Until this point in time, I felt heavily the weight of our predicament but had managed to stay collected; confident that survival was still within our reach. I could see the shore only another 200 feet or so away but, as the boat quickly filled with water and began its decent, doubts and questions about my swimming abilities arose in my mind and I felt my confidence in survival begin to wane. I became particularly anxious when I heard Joe frantically call out that he didn’t know how to swim. “Why, I asked myself, did he wait until now to bring that up?”
The facts of what rapidly transpired in the next minute or two are not really clear in my mind. I’m sure that, at the moment, my mental processes were preoccupied by fear. What is clear today is that what happened was nothing short of a miracle.
I’m pretty sure that Joe’s announcement caused me to finally give in to panic because I believed that it was very likely that Joe was going to perish that day. I felt like my swimming skills were probably good enough for me to save myself but I knew that I didn’t have the training or stamina to save myself and Joe. I also feared that my valiant lifesaving attempt would most likely cause the loss of my own life. I was faced with making a quick and dreadfully mature and consequential decision.
In those fleeting few seconds of terror, my life began to pass before my eyes (as folklore testifies) and I reflected on the opportunities I had had to learn better swimming skills. Most recently; just that past summer at Boy Scout camp on Wallowa Lake, I had declined to sign up for any waterfront instruction. The water was so cold it was all I could do to pass the qualifying swim test. There was no way that I could persuade myself to want to return and willingly get in that frigid water again. If someone had told me then that it might have made the difference between my best friend’s life and death, I would have done it. At least, in those fleeting few seconds of terror, I wished that I had done it.
I suppose that I could turn this into an incredibly believable Hollywood epic screenplay (as believable as all of their screenplays are) by elaborating on how a porpoise miraculously came out of nowhere and scooped Joe up and towed him to shore. Or, maybe a fisherman’s boat suddenly appeared at the last moment. Or, Joe’s dad had coincidentally installed floats on his airplane and swooped out of the sky to save his son. But, what really happened, though equally miraculous, wasn’t nearly so dramatic.

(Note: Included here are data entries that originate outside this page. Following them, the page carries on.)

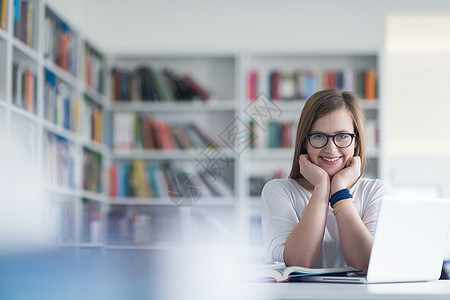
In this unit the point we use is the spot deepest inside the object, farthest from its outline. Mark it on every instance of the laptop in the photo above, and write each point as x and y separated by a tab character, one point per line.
409	242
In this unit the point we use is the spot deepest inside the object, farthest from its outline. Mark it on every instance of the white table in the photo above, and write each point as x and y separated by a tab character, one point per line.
307	290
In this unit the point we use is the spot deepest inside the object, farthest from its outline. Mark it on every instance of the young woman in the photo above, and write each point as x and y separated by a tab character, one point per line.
324	215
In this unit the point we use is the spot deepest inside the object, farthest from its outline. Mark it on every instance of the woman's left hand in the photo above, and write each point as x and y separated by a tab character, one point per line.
347	176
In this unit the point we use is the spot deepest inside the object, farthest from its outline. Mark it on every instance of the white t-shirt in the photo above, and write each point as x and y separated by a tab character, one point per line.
285	200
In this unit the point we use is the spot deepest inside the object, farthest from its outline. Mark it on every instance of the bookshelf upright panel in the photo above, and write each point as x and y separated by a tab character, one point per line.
285	81
169	113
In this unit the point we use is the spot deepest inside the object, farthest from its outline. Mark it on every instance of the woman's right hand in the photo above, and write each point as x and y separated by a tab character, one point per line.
312	172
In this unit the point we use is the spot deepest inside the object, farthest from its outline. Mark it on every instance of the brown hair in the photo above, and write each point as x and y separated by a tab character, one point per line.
321	104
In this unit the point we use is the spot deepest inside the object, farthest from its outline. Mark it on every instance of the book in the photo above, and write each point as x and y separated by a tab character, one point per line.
280	273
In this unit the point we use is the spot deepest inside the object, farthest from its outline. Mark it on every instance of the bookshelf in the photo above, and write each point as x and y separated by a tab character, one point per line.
94	125
142	119
289	79
54	112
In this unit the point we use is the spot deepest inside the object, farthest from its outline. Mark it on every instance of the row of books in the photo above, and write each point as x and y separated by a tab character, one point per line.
24	87
90	124
93	66
59	103
257	182
24	15
276	134
59	161
301	84
131	225
140	131
91	229
3	13
61	46
158	180
92	171
147	83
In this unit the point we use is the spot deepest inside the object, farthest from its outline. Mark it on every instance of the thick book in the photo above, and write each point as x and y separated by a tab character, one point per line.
284	274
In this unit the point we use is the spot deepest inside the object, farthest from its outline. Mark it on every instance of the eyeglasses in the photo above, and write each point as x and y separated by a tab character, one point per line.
320	140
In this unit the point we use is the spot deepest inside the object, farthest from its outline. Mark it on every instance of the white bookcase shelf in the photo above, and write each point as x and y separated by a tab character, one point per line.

As the boat went under I felt a natural inclination to take a stroke or two in an effort to escape the area and avoid becoming entangled in loose canvas. I looked for Joe and saw him a ways off, thrashing his arms and pleading for help. I stopped and treaded water in a vertical position while I pondered what I was going to have to do. Joe was, by now, choking and gasping for breath. I can only imagine the depth of helpless despair and the breadth of fear that he must have been suffering in those moments as he fought with the realization that these were his last. I know that I agonized at the prospect of watching him drown and knew that I didn’t have a strong enough character to cold-heartedly abandon him in his need. I felt my decision process leaning toward dying together rather than having to live with myself knowing that I didn’t even try.

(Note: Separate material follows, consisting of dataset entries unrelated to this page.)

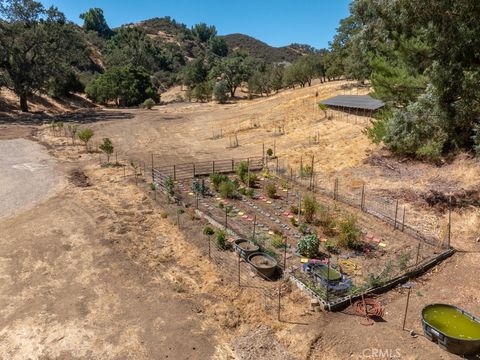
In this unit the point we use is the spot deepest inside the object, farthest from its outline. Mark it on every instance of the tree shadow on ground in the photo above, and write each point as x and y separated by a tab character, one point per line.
84	116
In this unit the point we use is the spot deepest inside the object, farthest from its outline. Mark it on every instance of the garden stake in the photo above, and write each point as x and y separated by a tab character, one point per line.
238	269
311	174
328	275
449	221
299	208
396	212
279	298
209	249
361	198
406	308
418	252
226	218
152	169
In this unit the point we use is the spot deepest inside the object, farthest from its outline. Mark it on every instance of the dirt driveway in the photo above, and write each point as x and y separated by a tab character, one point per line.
67	289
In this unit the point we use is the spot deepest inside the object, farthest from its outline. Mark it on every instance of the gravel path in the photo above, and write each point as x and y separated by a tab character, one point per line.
27	175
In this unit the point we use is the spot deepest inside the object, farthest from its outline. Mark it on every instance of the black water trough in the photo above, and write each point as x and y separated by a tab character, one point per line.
263	263
245	248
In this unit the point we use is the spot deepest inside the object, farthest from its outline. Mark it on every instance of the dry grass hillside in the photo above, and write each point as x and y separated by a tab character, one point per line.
40	103
182	132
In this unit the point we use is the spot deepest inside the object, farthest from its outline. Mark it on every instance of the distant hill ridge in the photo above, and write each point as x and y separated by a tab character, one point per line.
167	30
261	50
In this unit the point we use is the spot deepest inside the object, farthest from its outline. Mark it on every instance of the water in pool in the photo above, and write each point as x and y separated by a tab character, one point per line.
452	322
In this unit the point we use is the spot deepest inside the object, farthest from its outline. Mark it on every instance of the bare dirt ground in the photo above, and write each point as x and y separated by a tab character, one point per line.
28	175
90	272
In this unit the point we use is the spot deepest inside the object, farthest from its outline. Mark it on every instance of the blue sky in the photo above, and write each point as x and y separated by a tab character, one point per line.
276	22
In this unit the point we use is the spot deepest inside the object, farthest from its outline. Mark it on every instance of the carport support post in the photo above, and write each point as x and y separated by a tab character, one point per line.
406	308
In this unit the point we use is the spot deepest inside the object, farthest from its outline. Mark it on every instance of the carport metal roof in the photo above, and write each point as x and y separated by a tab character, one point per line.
354	102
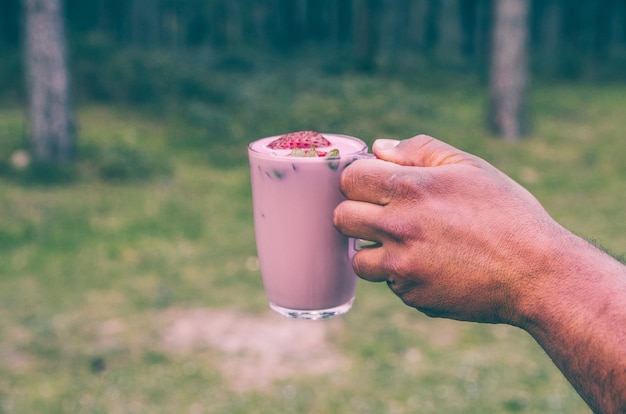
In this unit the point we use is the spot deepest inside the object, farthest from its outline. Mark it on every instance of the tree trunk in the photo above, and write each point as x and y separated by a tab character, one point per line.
51	120
509	69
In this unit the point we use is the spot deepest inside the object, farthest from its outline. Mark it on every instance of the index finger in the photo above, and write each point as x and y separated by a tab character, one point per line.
369	181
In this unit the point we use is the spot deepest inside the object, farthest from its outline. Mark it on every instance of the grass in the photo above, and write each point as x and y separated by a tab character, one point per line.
89	265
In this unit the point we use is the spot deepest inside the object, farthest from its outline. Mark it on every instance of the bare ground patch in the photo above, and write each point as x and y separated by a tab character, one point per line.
257	349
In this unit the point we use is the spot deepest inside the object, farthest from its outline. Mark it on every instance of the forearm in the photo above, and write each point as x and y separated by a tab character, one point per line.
579	319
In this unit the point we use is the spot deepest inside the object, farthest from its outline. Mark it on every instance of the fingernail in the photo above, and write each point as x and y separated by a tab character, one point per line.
385	144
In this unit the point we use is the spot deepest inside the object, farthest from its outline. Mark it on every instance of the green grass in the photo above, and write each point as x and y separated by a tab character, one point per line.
90	265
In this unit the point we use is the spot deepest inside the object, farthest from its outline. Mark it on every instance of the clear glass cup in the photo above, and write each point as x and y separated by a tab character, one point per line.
306	264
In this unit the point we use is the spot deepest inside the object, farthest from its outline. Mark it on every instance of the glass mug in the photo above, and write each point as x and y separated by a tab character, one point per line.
305	263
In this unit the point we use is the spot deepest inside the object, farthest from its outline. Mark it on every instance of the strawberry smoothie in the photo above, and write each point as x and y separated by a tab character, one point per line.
305	262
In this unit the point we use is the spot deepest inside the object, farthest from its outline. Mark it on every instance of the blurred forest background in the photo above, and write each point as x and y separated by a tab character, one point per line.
140	51
128	276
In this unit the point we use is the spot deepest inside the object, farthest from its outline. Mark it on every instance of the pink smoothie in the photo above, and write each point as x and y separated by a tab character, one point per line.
305	262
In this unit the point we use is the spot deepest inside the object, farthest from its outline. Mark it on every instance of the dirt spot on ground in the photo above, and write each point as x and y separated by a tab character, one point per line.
257	349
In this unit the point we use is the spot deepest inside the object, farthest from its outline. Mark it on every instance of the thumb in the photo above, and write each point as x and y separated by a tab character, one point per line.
420	151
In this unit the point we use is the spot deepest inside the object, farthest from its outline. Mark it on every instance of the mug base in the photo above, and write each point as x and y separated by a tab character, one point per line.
313	314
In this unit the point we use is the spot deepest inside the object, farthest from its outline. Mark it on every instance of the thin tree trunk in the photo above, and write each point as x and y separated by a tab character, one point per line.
509	69
51	120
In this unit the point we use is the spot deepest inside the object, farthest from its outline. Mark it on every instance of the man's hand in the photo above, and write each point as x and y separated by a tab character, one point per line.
459	239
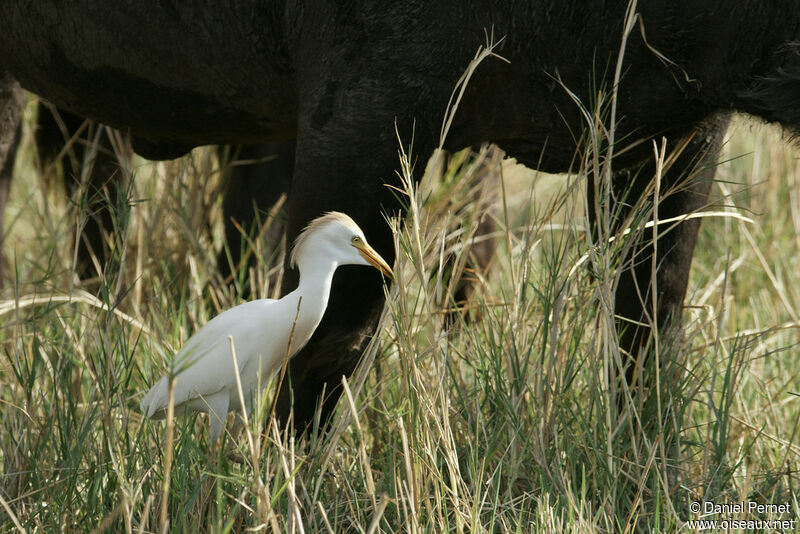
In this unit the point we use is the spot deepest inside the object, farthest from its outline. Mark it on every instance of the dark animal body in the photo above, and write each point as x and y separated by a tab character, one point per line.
337	76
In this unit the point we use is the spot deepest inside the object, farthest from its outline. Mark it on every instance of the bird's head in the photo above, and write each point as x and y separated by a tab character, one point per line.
336	237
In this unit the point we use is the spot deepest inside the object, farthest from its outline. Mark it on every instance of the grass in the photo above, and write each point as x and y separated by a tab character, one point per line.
505	423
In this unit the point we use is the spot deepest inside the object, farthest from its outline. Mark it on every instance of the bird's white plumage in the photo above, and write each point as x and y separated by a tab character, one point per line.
205	378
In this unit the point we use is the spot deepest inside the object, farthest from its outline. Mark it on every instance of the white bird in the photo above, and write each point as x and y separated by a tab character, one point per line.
205	379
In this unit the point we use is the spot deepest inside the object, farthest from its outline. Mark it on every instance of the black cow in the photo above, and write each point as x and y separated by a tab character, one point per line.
338	76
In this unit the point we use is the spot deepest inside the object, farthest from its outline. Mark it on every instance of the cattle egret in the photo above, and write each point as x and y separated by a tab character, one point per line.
205	380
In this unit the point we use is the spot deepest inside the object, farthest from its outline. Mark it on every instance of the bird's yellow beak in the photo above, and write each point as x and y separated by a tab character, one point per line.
374	259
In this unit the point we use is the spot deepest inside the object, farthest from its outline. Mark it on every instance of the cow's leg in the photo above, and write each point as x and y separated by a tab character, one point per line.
12	100
260	175
684	189
57	129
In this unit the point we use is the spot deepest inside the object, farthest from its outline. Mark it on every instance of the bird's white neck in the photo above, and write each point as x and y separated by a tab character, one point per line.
312	295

It was while I was floating there that it happened. I expected to see him, at any second, go under for the last time. I kicked my legs such as to put myself into a swimming posture that would take me to Joe’s aid and I thought that I felt something beneath my feet. I extended my legs out straight and, to my surprise, (and huge relief) I found myself standing in water, chin deep! With only seconds to spare I propelled myself to Joe’s side and felt his trembling arms wrap around me in a death grip. Had the water been as deep as we assumed that it was, there would have been no way to have freed myself from his grasp and he would have taken me down with him.

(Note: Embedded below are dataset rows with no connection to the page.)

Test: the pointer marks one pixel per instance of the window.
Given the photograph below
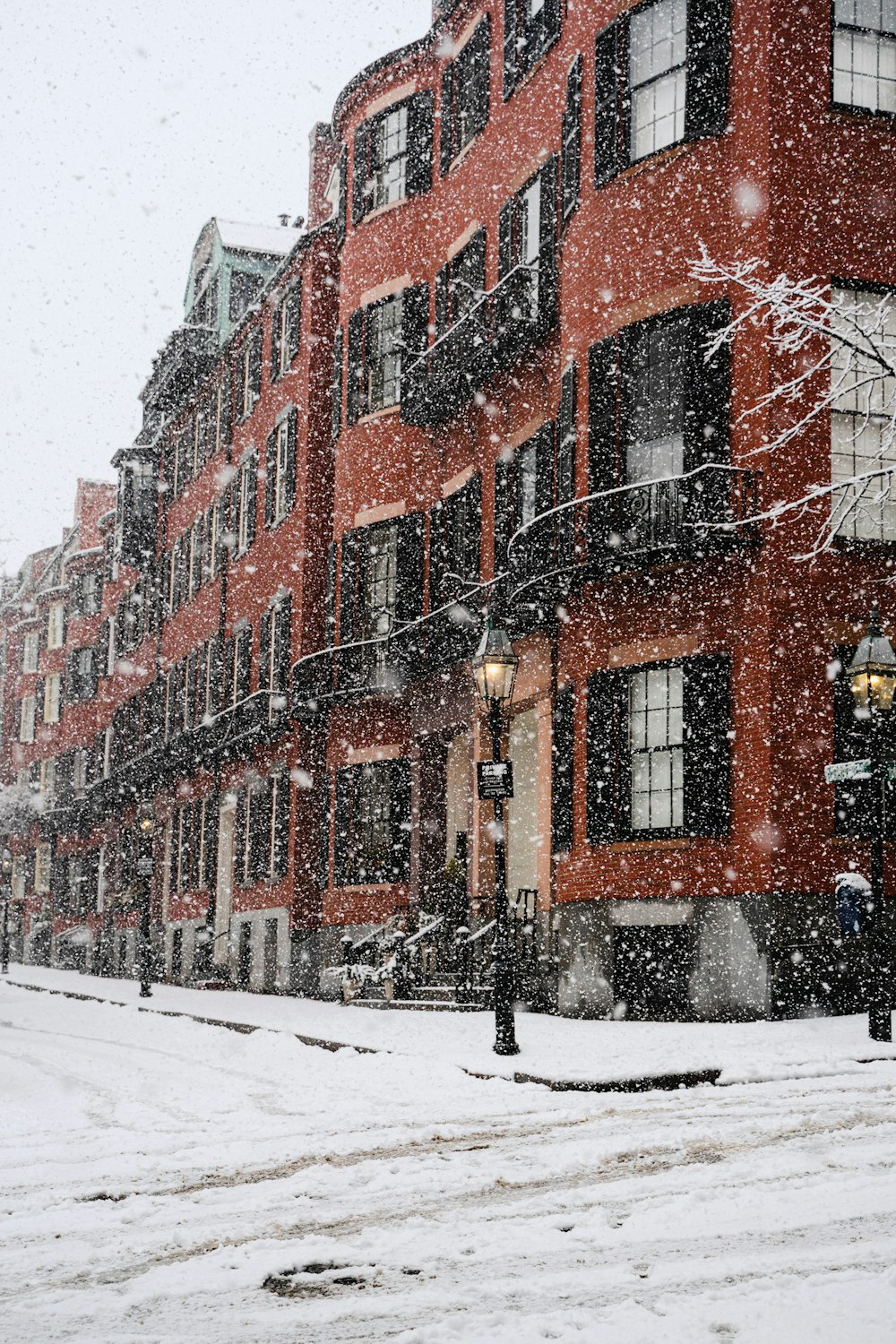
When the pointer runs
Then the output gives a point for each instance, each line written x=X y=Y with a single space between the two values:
x=56 y=625
x=656 y=739
x=460 y=284
x=864 y=58
x=373 y=823
x=42 y=868
x=249 y=375
x=285 y=331
x=246 y=487
x=659 y=750
x=274 y=637
x=382 y=340
x=381 y=590
x=30 y=650
x=82 y=675
x=571 y=152
x=661 y=77
x=245 y=287
x=48 y=781
x=51 y=698
x=527 y=247
x=392 y=155
x=465 y=96
x=659 y=409
x=657 y=45
x=280 y=470
x=530 y=27
x=861 y=419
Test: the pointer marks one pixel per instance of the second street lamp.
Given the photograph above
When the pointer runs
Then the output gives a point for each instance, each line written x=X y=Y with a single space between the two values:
x=5 y=894
x=495 y=672
x=872 y=679
x=145 y=832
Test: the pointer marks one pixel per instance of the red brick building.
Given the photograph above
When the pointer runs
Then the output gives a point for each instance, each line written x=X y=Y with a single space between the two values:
x=492 y=316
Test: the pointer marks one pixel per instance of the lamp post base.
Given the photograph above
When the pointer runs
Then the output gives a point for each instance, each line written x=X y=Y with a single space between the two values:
x=880 y=1023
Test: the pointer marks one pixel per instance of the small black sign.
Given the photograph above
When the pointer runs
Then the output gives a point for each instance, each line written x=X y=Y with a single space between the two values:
x=495 y=779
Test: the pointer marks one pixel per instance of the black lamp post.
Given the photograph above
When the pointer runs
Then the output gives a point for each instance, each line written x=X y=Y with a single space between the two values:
x=872 y=677
x=145 y=832
x=495 y=672
x=5 y=892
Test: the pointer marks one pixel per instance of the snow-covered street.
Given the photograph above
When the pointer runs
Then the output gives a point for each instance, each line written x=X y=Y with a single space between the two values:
x=166 y=1180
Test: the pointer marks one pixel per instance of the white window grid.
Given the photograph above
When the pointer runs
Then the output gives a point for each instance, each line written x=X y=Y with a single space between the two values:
x=861 y=425
x=30 y=652
x=656 y=741
x=657 y=75
x=280 y=470
x=383 y=354
x=864 y=56
x=389 y=158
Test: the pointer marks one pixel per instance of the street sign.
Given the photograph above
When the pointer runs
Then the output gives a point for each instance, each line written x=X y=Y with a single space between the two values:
x=495 y=779
x=847 y=771
x=855 y=771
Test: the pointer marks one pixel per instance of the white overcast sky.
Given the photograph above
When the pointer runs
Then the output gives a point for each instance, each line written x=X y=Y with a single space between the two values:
x=125 y=126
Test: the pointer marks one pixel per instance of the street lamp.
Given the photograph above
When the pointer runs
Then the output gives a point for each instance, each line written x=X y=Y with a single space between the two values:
x=872 y=679
x=145 y=831
x=495 y=672
x=5 y=892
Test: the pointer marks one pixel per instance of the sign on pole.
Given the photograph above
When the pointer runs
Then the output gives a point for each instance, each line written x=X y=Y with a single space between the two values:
x=855 y=771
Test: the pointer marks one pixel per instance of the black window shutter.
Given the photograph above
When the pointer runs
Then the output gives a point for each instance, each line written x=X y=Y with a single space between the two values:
x=271 y=478
x=571 y=161
x=252 y=468
x=346 y=785
x=438 y=556
x=336 y=406
x=343 y=195
x=707 y=386
x=608 y=158
x=443 y=317
x=274 y=341
x=360 y=172
x=416 y=317
x=355 y=355
x=479 y=75
x=263 y=650
x=707 y=758
x=410 y=567
x=708 y=59
x=281 y=825
x=239 y=839
x=446 y=120
x=505 y=238
x=562 y=771
x=603 y=395
x=606 y=723
x=419 y=142
x=511 y=51
x=292 y=435
x=503 y=513
x=400 y=773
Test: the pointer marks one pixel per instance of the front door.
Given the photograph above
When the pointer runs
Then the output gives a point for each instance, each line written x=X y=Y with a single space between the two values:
x=651 y=968
x=225 y=890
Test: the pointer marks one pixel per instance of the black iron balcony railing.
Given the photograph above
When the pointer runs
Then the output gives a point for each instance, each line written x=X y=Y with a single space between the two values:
x=501 y=327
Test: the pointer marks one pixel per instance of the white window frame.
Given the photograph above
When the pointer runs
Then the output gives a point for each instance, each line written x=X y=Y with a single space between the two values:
x=51 y=698
x=27 y=718
x=30 y=650
x=56 y=625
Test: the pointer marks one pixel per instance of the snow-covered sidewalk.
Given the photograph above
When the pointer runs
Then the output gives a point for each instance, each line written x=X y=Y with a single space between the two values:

I had to yell at him to penetrate his hysteria and get him to comprehend that all was well and that we weren’t going to die after all. With both of us now standing, we made our way together toward shore. I say together because Joe refused to let go of me until we arrived into knee deep water.
We sat together on the shore waiting for our composure to return. Words weren’t necessary. Tearful gratitude and indebtedness were thick in the air between us as we savored the sweet fragrance of each life sustaining breath we inhaled. Besides, expressions of gratitude weren’t applicable. I didn’t really save Joe’s life. One… I was there and, two… Joe was there, but it was the third element that saved us both. We were either lucky or blessed, depending on your definition and based on your source of faith. As for me, I don’t accept that it was luck because I don’t believe in it.
Finally, I heard Joe mutter, “We gotta get the canvas off that boat or my stepdad will make me wish I had drowned today!”
In all of these years, the ramifications and humbling significance of this experience has never occurred to me until writing this story. I now have a better understanding of my empathetic nature… … Life is just too short and too precious to waste it caught up in ourselves.